New Delhi: When speculation was rife about an imminent takeover of the ailing Air India by a Tata Sons SPV, a wit had commented: “For the Tatas, Tata doesn’t mean goodbye.”
Truly, the carrier that Jehangir (J.R.D.) Tata launched as Tata Airlines on October 15, 1932, which rose to become one of the leading airlines of the world named Air India International, was nationalised in 1953, and then got reduced to an ailing behemoth by successive governments after 1977, is finally back home, a year shy of its 90th anniversary.
Young Jehangir was bitten by the flying bug in his childhood, thanks to Louis Bleriot, the French aviator who was the first to fly across the English Channel in 1909. The pioneering pilot knew Jehangir’s father, R.D. Tata, well, and their children too became good friends. And whenever Jehangir would spend his summer holidays at a beach resort in northern France where his father’s friend had a home, he would see Bleriot’s chief pilot occasionally land a plane on the beach. He even took a joy ride on one of these flights.
These experiences fired Jehangir’s imagination, but he had to wait till he was 24, when a flying club opened in Bombay and could give him an aviator’s licence — he was the first Indian to get one in India — on February 10, 1929. In the following year, the Aga Khan announced a cash prize of 500 pounds sterling for an Indian who would fly solo between England and India.
Jehangir completed the flight between Karachi and London, but not before another pilot, Aspy Engineer, flew into Karachi from London. Engineer won the prize, was recruited to the Royal Indian Air Force, and went on to become independent India’s second Chief of Air Staff, succeeding Air Chief Marshal Subroto Mukherjee.
The prize may have eluded Jehangir, but he made history on October 15, 1932, when, flying from Karachi at a ‘dazzling’ 100 miles an hour, he landed in Bombay via Ahmedabad in a wood-and-fabric, second-hand two-seater de Havilland Puss Moth loaded with air mail. The Karachi-Bombay route was important because the Imperial Airways flight from London terminated in Karachi. There was clearly a business opportunity here, for the mail from the imperial metropolis had to reach the Jewel in the Crown.
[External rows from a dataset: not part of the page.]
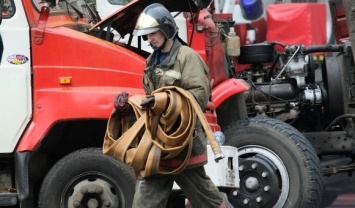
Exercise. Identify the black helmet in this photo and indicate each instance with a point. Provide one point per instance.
(156, 17)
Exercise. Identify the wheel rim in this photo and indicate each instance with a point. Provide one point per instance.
(92, 190)
(264, 179)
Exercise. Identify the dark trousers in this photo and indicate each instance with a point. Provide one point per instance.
(153, 192)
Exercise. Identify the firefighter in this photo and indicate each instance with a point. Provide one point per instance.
(173, 63)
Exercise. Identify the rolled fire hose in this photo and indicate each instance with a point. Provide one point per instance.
(155, 135)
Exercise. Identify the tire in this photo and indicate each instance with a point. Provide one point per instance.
(87, 178)
(278, 167)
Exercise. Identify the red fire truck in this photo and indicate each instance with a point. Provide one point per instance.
(60, 74)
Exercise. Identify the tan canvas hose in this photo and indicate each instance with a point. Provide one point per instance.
(152, 138)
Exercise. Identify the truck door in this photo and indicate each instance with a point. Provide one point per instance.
(15, 74)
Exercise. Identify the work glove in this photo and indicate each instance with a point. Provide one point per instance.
(148, 102)
(121, 104)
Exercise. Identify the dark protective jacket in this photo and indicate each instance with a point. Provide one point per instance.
(183, 68)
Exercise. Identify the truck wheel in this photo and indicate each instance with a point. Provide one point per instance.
(87, 178)
(278, 167)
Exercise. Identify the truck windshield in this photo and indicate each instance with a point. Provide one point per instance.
(76, 8)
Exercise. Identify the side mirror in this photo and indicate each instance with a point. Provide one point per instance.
(251, 9)
(52, 3)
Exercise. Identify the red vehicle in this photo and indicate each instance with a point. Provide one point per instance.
(60, 75)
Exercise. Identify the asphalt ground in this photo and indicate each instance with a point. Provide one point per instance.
(340, 194)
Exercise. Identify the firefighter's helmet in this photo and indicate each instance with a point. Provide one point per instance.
(153, 18)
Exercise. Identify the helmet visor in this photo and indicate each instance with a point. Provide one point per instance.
(144, 31)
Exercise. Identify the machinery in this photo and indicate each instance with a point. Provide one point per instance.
(63, 66)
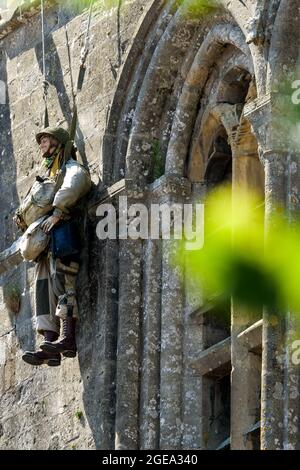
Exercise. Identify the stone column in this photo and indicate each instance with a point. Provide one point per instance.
(150, 374)
(172, 190)
(129, 331)
(272, 417)
(248, 174)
The final destination of the flight was Madras via Bellary. It was completed by Neville Vintcent, a former Royal Air Force pilot who had convinced the then Chairman of Tata Sons, Sir Dorabji Tata, who was quite reluctant at first, to invest the Rs 200,000 that Jehangir required to set up the airline. Vintcent became the first chief pilot and manager of Tata Airlines, which had two other licensed pilots — Jehangir Tata and Homi Bharucha.
Recalling those days, J.R.D. Tata said: “We had no aids whatsoever on the ground or in the air, no radio, no navigational or landing guides of any kind. In fact, we did not even have an aerodrome in Bombay. We used a mud flat at Juhu, which was then a fishing village-cum-beach resort near the city. The sea was below what we called our airfield, and during the monsoon the runway was below the sea! So, we had to pack up each year, lock, stock and barrel — two planes, three pilots and three mechanics — and transfer ourselves to Poona, where we were allowed to use a maidan as an aerodrome, appropriately under the shadow of the Yerwada Jail!” The jail, incidentally, was where the British Raj had imprisoned Mahatma Gandhi in 1932-33.
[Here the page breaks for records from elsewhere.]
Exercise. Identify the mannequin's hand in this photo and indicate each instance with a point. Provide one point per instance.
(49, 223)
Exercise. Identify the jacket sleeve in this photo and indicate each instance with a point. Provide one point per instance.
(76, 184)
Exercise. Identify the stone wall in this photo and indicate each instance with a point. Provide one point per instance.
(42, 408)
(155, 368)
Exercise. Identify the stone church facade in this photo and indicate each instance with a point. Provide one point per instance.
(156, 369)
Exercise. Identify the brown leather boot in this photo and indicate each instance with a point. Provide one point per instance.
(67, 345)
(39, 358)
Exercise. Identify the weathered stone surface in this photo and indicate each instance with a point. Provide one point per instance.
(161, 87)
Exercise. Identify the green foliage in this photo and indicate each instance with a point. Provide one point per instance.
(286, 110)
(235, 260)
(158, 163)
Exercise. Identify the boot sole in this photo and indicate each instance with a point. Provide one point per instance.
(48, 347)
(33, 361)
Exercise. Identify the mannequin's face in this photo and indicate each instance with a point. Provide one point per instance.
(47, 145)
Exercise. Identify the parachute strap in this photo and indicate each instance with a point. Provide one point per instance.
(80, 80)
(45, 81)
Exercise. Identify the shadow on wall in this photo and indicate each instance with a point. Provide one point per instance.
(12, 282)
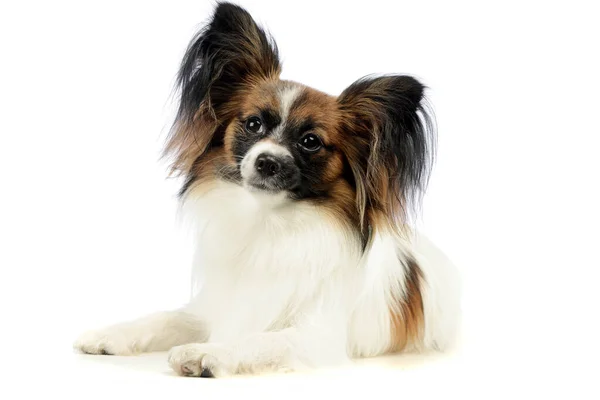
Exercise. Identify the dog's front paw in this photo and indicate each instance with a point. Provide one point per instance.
(106, 341)
(207, 360)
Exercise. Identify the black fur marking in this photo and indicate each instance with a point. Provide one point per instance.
(206, 373)
(221, 57)
(390, 111)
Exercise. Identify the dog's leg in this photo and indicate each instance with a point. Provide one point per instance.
(156, 332)
(282, 351)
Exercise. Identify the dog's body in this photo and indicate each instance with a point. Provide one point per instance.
(303, 255)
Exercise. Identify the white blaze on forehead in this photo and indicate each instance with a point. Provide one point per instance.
(262, 147)
(287, 96)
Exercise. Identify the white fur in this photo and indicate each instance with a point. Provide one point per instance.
(283, 285)
(287, 95)
(262, 147)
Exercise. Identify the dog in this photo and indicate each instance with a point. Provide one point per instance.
(300, 207)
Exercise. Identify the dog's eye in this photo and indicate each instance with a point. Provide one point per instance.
(310, 143)
(254, 125)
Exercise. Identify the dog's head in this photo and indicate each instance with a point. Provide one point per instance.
(366, 152)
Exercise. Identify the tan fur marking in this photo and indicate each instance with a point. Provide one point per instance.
(407, 313)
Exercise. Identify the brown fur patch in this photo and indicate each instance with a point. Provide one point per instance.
(406, 313)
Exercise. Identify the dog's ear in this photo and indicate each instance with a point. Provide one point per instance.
(227, 56)
(390, 146)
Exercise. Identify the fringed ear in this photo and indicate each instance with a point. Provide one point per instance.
(391, 146)
(227, 56)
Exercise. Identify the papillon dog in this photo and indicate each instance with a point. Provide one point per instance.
(301, 207)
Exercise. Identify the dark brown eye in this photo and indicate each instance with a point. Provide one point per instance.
(310, 143)
(254, 125)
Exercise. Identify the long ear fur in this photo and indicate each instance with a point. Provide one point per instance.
(229, 54)
(390, 127)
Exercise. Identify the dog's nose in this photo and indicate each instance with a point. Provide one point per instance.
(267, 165)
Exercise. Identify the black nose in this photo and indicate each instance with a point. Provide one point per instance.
(267, 165)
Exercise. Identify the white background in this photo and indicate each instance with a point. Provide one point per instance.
(87, 218)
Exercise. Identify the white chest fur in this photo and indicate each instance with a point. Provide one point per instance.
(262, 261)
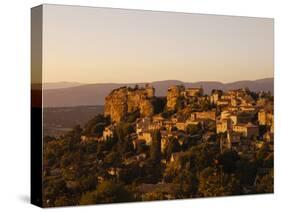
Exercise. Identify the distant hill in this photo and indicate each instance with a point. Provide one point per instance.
(94, 94)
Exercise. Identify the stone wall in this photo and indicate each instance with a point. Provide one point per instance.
(127, 100)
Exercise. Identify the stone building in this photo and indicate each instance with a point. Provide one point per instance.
(247, 130)
(126, 100)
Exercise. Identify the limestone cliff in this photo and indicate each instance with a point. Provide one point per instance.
(127, 100)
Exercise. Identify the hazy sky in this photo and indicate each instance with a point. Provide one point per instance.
(98, 45)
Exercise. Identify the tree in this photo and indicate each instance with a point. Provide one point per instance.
(107, 192)
(265, 183)
(155, 148)
(228, 161)
(212, 184)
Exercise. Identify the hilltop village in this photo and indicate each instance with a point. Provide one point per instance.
(243, 120)
(186, 144)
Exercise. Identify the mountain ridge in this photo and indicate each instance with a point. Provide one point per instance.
(95, 93)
Despite working in such primitive conditions, within a year, Jehangir was able to establish Tata Airlines as the quality benchmark of the country’s fledgling aviation sector. The annual report of the Directorate of Civil Aviation (DCA) for 1933-34 stated: “As an example of how an airmail service should be run, we commend the efficiency of Tata Services — even during the most difficult monsoon months when rainstorms increased the perils of the Western Ghat portion of the route, no mail from Madras or Bombay missed the connection at Karachi, nor was the mail delivered late on a single occasion at Madras.”
Jehangir launched Air India International in 1948, at a time when flying was considered a luxury meant only for the rich. To raise capital for his aviation company, as the scholar N. Benjamin points out, he wrote letters to the rulers of Bikaner, Hyderabad, Jaipur, Jamnagar, Jammu and Kashmir, Travancore and other, and also sent them share application forms.
Their response was positive and soon, civil aviation took wing in the country under the stewardship of J.R.D. Tata. Even Jawaharlal Nehru, who was not a great fan of private enterprise, wrote to Tata: “I have had plenty of information from various sources, both official and non-official, about the running of your air service to Europe. All accounts agree in speaking well of it and praising it for its general efficiency. Congratulations!”
It is this legacy, nurtured in challenging circumstances, that has come back to where it rightfully belongs. Tata Sons will now have to carry the dual burden of carrying forward the legacy and measuring up to the expectations of the nation.